The lights come up as the sun fades on the capital building downtown Jefferson City Missouri
The lights come up as the sun fades on the capital building downtown Jefferson City Missouri Photo illustration

As 2019 nears, Missouri has a problem: It has outsized needs and not enough money to pay for them.

A new report says $1.5 billion should be spent to fix up aging buildings on university and college campuses. Vulnerable kids need more support. Missouri highways continue to fall behind on basic maintenance to the tune of $825 million a year.

And yet, the reaction of conservative Missouri lawmakers over the years has been to cut taxes and cut them again. That may sell during election years, but it amounts to a gross dereliction of duty when it comes to fulfilling their official obligations.

In fact, the Missouri Budget Project, a liberal-leaning think tank based in St. Louis, has determined that between 1993 and 2013, state lawmakers passed 20 different tax cuts that, when combined, are costing the state more than $1 billion a year. To be sure, Democrats were in charge of the state House and Senate until the early part of this century, when a significant chunk of those cuts were enacted.

Still, the tax cut drumbeat has continued in recent years with cuts to corporate and income taxes, as well as to LLCs.

“By nearly every measure, Missouri invests less in critical public services today than it did three decades ago,” the Budget Project concluded in a January report.

To demand that a Republican-dominated General Assembly reverse course and reconsider some of these cuts might amount to a big waste of digital ink. And yet, that’s exactly what legislators must do. So consider this editorial a down payment on what will ultimately become a long campaign of persuasion.

A similar effort wound up working in Kansas, although it took years after lawmakers there signed off on former Gov. Sam Brownback’s disastrous tax cuts that wound up causing so much pain. If Missouri lawmakers were wise, they would consider the lessons of Kansas. Brownback, of course, is gone now, widely viewed as a failed governor. A Democrat is taking over the governor’s office.

That’s exactly what could happen in Missouri unless Republicans get real about the genuine needs of the state.

The two big fiscal culprits in Missouri are a corporate tax cut that reduced tax collections from $436 million in fiscal 2015 to $276 million in fiscal 2017, and another measure that’s phasing in cuts to income tax rates and pass-through deductions for LLCs.

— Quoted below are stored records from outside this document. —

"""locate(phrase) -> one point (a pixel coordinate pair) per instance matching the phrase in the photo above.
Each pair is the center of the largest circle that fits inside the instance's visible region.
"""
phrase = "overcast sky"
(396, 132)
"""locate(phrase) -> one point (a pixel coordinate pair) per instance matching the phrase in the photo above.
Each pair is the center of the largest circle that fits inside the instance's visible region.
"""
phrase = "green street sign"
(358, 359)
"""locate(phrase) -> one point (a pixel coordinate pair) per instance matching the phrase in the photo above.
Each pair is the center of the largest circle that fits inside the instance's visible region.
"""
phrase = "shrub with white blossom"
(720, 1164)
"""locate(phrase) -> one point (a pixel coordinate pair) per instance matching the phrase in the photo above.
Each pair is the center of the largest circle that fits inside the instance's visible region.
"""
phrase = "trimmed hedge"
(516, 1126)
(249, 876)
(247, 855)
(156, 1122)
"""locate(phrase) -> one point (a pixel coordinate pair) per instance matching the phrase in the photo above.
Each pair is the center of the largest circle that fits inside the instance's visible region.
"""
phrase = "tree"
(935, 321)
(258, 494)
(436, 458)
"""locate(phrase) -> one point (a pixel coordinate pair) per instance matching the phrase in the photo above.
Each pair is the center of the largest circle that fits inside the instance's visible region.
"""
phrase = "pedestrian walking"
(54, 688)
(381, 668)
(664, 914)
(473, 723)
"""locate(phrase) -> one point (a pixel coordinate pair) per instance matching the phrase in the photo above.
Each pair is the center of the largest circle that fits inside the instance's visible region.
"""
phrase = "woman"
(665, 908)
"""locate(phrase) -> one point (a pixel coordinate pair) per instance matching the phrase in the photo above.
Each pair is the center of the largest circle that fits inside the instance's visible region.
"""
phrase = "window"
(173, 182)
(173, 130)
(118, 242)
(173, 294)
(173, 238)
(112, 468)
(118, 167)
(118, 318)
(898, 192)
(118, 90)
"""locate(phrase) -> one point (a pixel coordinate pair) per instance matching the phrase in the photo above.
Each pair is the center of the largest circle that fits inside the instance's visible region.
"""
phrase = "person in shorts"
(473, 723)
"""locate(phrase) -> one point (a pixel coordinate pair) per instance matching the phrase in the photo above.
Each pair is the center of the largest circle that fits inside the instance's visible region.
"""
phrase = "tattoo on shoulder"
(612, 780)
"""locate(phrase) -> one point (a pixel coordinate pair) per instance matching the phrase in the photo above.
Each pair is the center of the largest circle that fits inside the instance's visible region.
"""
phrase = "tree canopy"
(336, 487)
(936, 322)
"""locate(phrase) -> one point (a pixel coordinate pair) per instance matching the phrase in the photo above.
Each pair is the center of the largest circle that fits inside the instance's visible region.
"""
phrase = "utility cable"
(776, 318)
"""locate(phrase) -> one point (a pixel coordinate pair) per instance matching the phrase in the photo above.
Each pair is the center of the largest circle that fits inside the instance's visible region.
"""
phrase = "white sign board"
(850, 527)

The income and LLC reductions could eventually cost the state $400 million a year, although lawmakers have taken steps to reduce their cost.

The comparisons to Kansas continue. Both states cut individual income tax rates. Both cut taxes for LLCs in an effort to create jobs. Both states included “trigger” mechanisms aimed at softening the blow.

And yet, Missouri remains determined to walk down a road that’s oh so familiar.

“Every year it’s a struggle,” Amy Blouin, executive director of the Budget Project, said of the state spending blueprint. “It’s a debate about which of our needs will be reduced.”

Never mind the fairness issue. It’s the same old story: The tax cuts weren’t targeted at the poor and the people who would really benefit from relief. Wealthy individuals and corporations will reap the greatest advantages.

“There’s a real fairness issue,” Blouin said.

She and others want lawmakers to restructure the tax code to make it more equitable. Taxes and tax fairness should be on the to-do list for next year’s General Assembly.